“Yoga does not just change the way we see things, it transform the person who sees.” B.K.S. Iyengar
I recently listened to (and thought you might enjoy) Terry Gross’ interview with Barbara Brown Taylor on Fresh Air this past week. Ms. Taylor is an ordained Episcopal priest who left her job as rector of a church to become a professor of religion. Barbara Taylor has written several books on religion and spirituality including: An Altar In the World, Learning to Walk in the Dark, Leaving Church and her memoir titled Holy Envy.
As a professor of religion, Taylor said that she “hoped it would be a way to convince {the students} that they could find things they liked about other traditions, and it would not make them disloyal to their own.” She said that it worked most of the time.
Taylor writes about how teaching the different religions changed her student’s understanding of faith, as well as her own. She was asked if she was concerned about shaking the faith of her students. She answered: I think that education does that – whatever the subject matter. So, yes, I did feel as if in the field of religion I was in the business of making misfits, who would never quite fit the same way in their faith communities, their families. Then I started talking to colleagues in other fields and they said, “Yeah, that’s what we do at college, it’s that people grow and change and don’t fit where they used to.’”

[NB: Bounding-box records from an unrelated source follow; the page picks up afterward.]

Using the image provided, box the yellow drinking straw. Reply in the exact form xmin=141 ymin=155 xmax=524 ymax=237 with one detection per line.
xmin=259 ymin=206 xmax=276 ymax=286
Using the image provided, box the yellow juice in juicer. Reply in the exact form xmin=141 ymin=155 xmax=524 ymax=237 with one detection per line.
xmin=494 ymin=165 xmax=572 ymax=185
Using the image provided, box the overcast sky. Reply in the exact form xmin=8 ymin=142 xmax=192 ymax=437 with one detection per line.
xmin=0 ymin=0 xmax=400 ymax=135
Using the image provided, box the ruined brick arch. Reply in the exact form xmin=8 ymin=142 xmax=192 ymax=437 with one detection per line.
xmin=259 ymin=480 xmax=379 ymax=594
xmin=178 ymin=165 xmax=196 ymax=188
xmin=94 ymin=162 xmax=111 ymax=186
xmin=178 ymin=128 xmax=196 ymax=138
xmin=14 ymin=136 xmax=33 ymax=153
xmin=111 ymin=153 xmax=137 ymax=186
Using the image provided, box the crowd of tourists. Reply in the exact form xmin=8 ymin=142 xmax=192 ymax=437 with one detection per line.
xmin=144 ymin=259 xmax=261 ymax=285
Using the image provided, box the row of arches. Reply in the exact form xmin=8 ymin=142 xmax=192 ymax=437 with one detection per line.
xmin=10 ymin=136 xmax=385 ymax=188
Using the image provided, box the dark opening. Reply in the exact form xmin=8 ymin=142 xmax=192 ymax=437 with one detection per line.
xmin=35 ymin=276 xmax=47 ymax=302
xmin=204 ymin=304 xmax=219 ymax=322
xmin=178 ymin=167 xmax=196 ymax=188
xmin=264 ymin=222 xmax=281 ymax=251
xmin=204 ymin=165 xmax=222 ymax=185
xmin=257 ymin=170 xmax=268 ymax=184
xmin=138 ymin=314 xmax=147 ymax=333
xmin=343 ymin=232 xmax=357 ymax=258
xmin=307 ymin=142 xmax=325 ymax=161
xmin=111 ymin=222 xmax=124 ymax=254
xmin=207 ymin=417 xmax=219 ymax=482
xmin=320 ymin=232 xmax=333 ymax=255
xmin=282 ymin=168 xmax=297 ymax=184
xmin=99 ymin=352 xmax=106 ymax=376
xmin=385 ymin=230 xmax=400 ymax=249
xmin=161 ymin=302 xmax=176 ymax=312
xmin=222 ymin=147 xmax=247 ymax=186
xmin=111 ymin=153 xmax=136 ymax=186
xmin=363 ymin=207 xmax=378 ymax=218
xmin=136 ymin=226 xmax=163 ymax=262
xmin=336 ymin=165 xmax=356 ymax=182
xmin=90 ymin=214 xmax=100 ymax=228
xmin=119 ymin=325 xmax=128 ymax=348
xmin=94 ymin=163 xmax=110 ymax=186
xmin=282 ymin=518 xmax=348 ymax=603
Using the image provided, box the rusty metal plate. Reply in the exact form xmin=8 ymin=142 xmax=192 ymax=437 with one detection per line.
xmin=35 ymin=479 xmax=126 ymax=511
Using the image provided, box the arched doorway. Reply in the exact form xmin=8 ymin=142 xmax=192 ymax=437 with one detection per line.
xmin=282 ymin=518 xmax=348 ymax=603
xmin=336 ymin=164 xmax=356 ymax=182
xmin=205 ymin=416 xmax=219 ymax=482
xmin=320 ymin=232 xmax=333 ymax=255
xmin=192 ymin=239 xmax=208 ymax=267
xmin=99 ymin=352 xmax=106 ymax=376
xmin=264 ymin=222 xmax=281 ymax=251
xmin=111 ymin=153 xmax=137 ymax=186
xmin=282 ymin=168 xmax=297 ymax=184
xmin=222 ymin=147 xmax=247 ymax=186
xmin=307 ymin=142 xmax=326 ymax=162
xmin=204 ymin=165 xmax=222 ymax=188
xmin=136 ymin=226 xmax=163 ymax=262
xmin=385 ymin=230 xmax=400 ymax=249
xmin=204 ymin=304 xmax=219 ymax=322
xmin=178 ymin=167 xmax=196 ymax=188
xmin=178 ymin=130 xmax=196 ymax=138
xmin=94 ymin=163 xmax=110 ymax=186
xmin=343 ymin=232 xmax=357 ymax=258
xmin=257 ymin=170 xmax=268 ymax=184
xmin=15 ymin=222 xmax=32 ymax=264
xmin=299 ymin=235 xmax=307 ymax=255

Education does that – whatever the subject matter – and yoga is just a different subject.
In Zen Buddhism, this process of education, or moving towards enlightenment is represented by the 10 Bull Pictures.
In psychology, a similar learning curve is depicted by The Four Stages of Competence.
In the beginning we are Consciously Incompetent. This is the ignorance is bliss stage. We don’t know what we don’t know. The second stage is Conscious Incompetence. We know our arms are bent, but we aren’t able to straighten them. This can be a little frustrating. Then there might be a breakthrough and if we really concentrate, we can straighten our arms. This stage is called Conscious Competence. Finally through perfect practice we may enter into the state of Unconscious Competence where we don’t have to think about it, we know our arms are straight.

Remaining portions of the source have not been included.